In women, chlamydia doesn’t have any symptoms in 70 to 80% of those infected. In those who do have symptoms, there may be vaginal discharge, which is usually white, cloudy, or watery. There may be pain or a burning sensation with urination, or the urge to urinate more frequently than usual. There may also be pain with sexual intercourse, or swelling and irritation of the external genitalia. Some women have pain in the abdomen or pelvic region. There may be menstrual irregularities, such as bleeding between periods. Sometimes, there are general signs of illness, such as fever.

In men, there are no symptoms in about 50% of those infected. In the half of men who do show symptoms, there is commonly discharge from the urethra (the tube for urine and semen, which ends at the tip of the penis), which is often white, cloudy, or watery. There may also be a burning or stinging sensation with urination, and the urge to urinate more frequently than usual. Sometimes, men have swelling or pain of the testes (testicles). There may also be general signs of illness, such as a fever.

When chlamydia is untreated, then it may progress to more serious symptoms of illness. Because it’s so common for there to be no symptoms earlier in the course of the disease, many people don’t know that they’re infected until they develop the more serious forms of chlamydia.

In woman, chlamydia can lead to pelvic inflammatory disorder (PID). This means that the infection has spread up into the pelvic organs, including the uterus, ovaries, and fallopian tubes (the tubes that carry the eggs from the ovaries to the uterus). The infection frequently causes scarring, which can leave the woman infertile (unable to become pregnant). Even if the Chlamydia trachomatis bacteria are all killed by antibiotics, the damage may be permanent.

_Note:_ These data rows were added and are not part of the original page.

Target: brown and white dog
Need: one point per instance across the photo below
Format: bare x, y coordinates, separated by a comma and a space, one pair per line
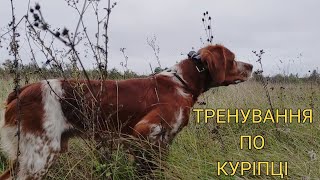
138, 107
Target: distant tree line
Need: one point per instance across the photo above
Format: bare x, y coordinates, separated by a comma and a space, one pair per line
31, 70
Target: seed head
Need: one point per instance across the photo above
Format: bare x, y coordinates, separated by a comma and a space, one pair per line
37, 7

In men, chlamydia can also spread up the reproductive tract, leading to epididymitis, which is inflammation of the epididymis. This is an organ that sits next to each testicle, and holds the sperm as they travel along the tract from the testicle to the penis. Again, scarring resulting from this infection can render the man permanently infertile, even if the chlamydia is later treated. Chlamydia may also cause inflammation of the prostate, although scientists aren’t sure whether this actually occurs.

Chlamydia can also cause problems with the eye. The bacteria can be transferred to the eye by flies, fingers, coughing or sneezing, and sometimes by sharing towels. This is a common cause of blindness worldwide, although it’s becoming less and less common with treatment of chlamydia infections. Sometimes, chlamydia also causes arthritis, or joint problems. While treating the infection can get rid of the bacteria and halt the damage, any joint damage that’s already been done is often permanent.

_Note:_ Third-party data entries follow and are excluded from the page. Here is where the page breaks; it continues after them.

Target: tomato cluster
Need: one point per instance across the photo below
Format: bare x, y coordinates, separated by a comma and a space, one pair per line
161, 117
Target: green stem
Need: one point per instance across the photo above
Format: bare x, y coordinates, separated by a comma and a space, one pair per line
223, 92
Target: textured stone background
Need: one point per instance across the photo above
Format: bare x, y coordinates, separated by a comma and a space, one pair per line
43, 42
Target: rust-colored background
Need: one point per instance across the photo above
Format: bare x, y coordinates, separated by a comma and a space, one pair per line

In some people, problems with the urethra, the eye, and the joints are all present. The combination of these three is known as reactive arthritis. Young men are the most likely to get reactive arthritis from chlamydia.

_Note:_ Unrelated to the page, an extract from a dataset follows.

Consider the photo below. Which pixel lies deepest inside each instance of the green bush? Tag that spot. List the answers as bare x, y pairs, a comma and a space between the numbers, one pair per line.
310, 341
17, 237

Additionally, mothers may transmit chlamydia to their babies during pregnancy or birth. This leads to a higher risk of premature birth (the baby being born too early, which is dangerous for the baby) or stillbirth (when the baby dies before being born). Chlamydia can cause pneumonia in the baby. It can also cause severe infections of the baby’s eyes and lead to blindness. To protect the baby’s eyes from chlamydia in Singapore, antibiotic eyedrops are put into the eyes of every baby just after birth. Even if the mother hasn’t tested positive for chlamydia, the drops are given to her baby just in case she’s been exposed and doesn’t know it or doesn’t want to tell anyone.